But when it comes to tobacco, customers are more attracted by value than brand, according to RBC Capital Markets research.
At FTSE 100-listed tobacco giants British American Tobacco and Imperial Tobacco, the cheaper brands are growing quicker than the premium ones, which could be detrimental to the company, warns RBC.
They’ve even produced this chart, which shows that the fancier brands aren’t growing as quickly as the cheaper ones (although the analysts confess that they are non-smokers – which would explain Lucky Strike’s positioning as a mid-market brand surely).
(Source: RBC Capital Markets, from company reports)
“In other sub-sectors of consumer staples we have become used to disproportionate focus on, and generally disproportionate growth from, high end brands: think of Diageo’s Reserve Brands or Nespresso at Nestlé. This should mean that the companies concerned enjoy modest, but progressive, mix benefits as those premium brands increase their participation,” says RBC.

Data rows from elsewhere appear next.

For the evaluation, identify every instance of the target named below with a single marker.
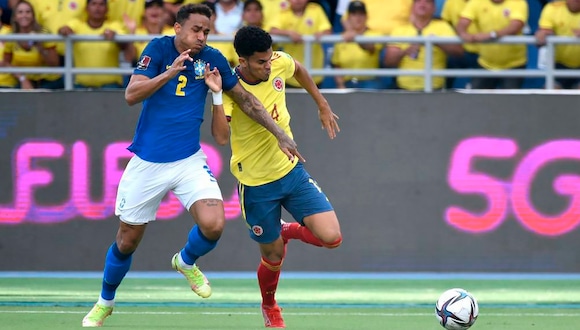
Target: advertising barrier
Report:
(443, 182)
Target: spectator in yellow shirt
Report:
(31, 53)
(385, 15)
(54, 14)
(253, 13)
(352, 55)
(562, 18)
(6, 79)
(495, 19)
(153, 23)
(303, 18)
(451, 13)
(225, 47)
(98, 54)
(412, 56)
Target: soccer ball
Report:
(456, 309)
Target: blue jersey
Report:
(169, 125)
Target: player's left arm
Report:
(327, 117)
(220, 129)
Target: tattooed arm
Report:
(252, 107)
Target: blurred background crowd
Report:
(476, 22)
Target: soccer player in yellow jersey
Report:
(302, 18)
(495, 19)
(562, 18)
(267, 180)
(412, 56)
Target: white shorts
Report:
(144, 184)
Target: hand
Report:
(290, 148)
(213, 79)
(295, 37)
(413, 49)
(177, 65)
(65, 31)
(349, 35)
(328, 120)
(482, 37)
(109, 34)
(130, 24)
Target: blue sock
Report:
(116, 267)
(197, 245)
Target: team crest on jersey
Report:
(199, 69)
(278, 84)
(143, 63)
(257, 230)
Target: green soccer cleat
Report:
(198, 282)
(97, 316)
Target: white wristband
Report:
(217, 98)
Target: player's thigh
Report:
(261, 209)
(304, 197)
(198, 191)
(141, 189)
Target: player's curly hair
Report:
(186, 10)
(251, 39)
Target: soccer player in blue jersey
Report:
(170, 80)
(267, 180)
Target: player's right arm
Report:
(141, 87)
(254, 109)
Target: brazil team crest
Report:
(199, 69)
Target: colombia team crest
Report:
(199, 69)
(278, 84)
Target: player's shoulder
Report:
(556, 4)
(281, 56)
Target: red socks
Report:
(268, 275)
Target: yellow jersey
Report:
(556, 17)
(314, 20)
(490, 16)
(256, 158)
(350, 55)
(7, 80)
(96, 54)
(227, 49)
(452, 13)
(437, 28)
(54, 14)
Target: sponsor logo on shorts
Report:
(257, 230)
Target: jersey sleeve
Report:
(289, 64)
(229, 78)
(151, 59)
(228, 106)
(546, 21)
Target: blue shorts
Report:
(262, 205)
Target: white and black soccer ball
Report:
(456, 309)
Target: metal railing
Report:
(549, 73)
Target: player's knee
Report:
(212, 230)
(333, 243)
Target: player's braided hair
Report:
(186, 10)
(251, 39)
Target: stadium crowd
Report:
(477, 22)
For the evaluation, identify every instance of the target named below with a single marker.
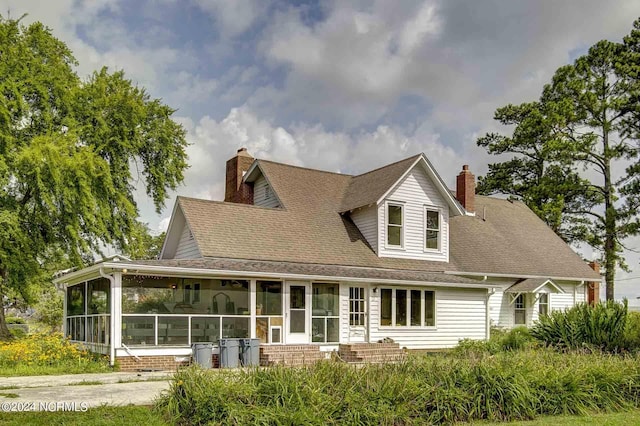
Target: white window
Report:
(520, 310)
(395, 219)
(432, 229)
(543, 304)
(356, 306)
(407, 308)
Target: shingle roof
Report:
(368, 188)
(503, 238)
(529, 285)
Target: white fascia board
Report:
(549, 282)
(494, 275)
(437, 180)
(199, 272)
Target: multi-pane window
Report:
(543, 304)
(520, 310)
(356, 306)
(407, 308)
(394, 225)
(432, 229)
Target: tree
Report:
(69, 152)
(539, 177)
(590, 113)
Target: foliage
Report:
(47, 354)
(423, 390)
(632, 331)
(518, 338)
(587, 119)
(49, 309)
(601, 327)
(71, 151)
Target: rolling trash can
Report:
(250, 352)
(202, 353)
(229, 353)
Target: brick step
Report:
(289, 349)
(373, 359)
(350, 346)
(365, 352)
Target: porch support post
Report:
(116, 316)
(252, 308)
(65, 328)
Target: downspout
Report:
(112, 321)
(487, 319)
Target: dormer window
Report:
(432, 229)
(395, 220)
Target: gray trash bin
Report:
(250, 352)
(229, 353)
(202, 353)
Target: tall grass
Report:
(442, 388)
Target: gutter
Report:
(199, 272)
(485, 274)
(112, 319)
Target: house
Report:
(310, 261)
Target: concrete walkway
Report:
(38, 393)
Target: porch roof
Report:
(533, 285)
(271, 269)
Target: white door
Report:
(297, 305)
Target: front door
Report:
(297, 313)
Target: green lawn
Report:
(144, 416)
(611, 419)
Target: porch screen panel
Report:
(385, 306)
(297, 311)
(324, 314)
(401, 307)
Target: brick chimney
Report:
(593, 288)
(466, 189)
(235, 191)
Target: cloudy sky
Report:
(338, 85)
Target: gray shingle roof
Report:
(529, 285)
(503, 238)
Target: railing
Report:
(181, 330)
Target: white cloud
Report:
(234, 17)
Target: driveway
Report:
(38, 393)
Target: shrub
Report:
(632, 331)
(433, 389)
(601, 326)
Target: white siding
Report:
(262, 196)
(415, 192)
(366, 221)
(502, 312)
(460, 314)
(187, 247)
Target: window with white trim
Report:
(520, 310)
(395, 218)
(356, 306)
(432, 229)
(543, 304)
(400, 307)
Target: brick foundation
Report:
(158, 362)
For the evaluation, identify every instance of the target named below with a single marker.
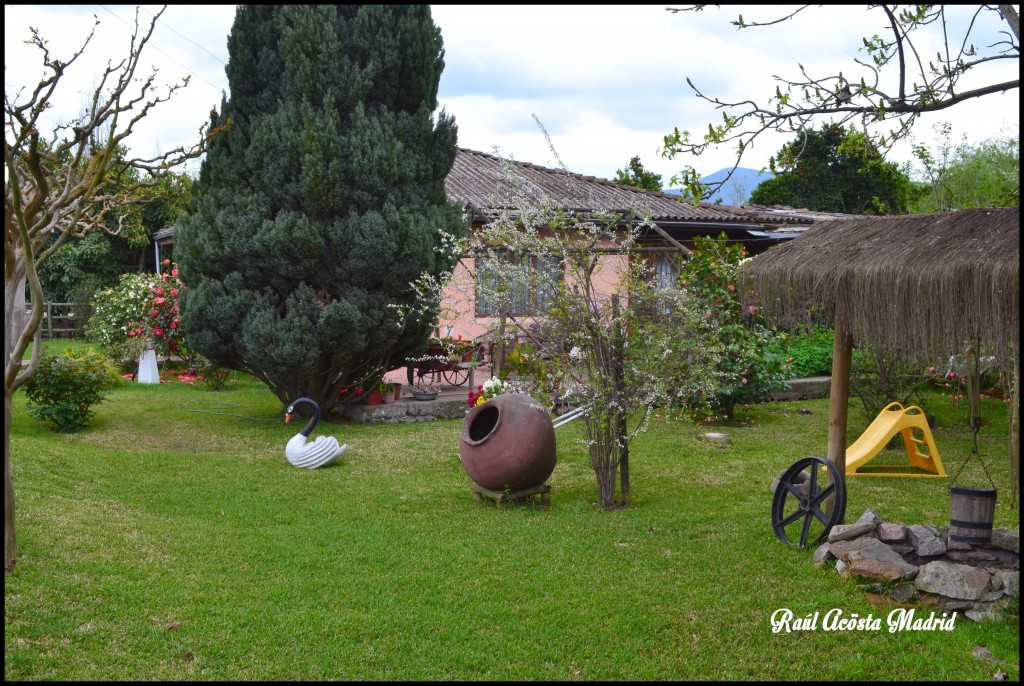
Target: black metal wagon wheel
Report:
(810, 500)
(456, 376)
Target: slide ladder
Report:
(911, 423)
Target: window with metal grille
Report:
(529, 289)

“In tobacco the opposite seems to be happening. Those brands which management is prioritising in terms of growth sell at a lower price than their ‘non-growth’ counterparts (definitively for Imperial Tobacco, possibly for BAT).”
While it’s important to note that volume doesn’t directly equate to profits, it doesn’t look great for their business models if they’re forking out more on marketing their slower growing products.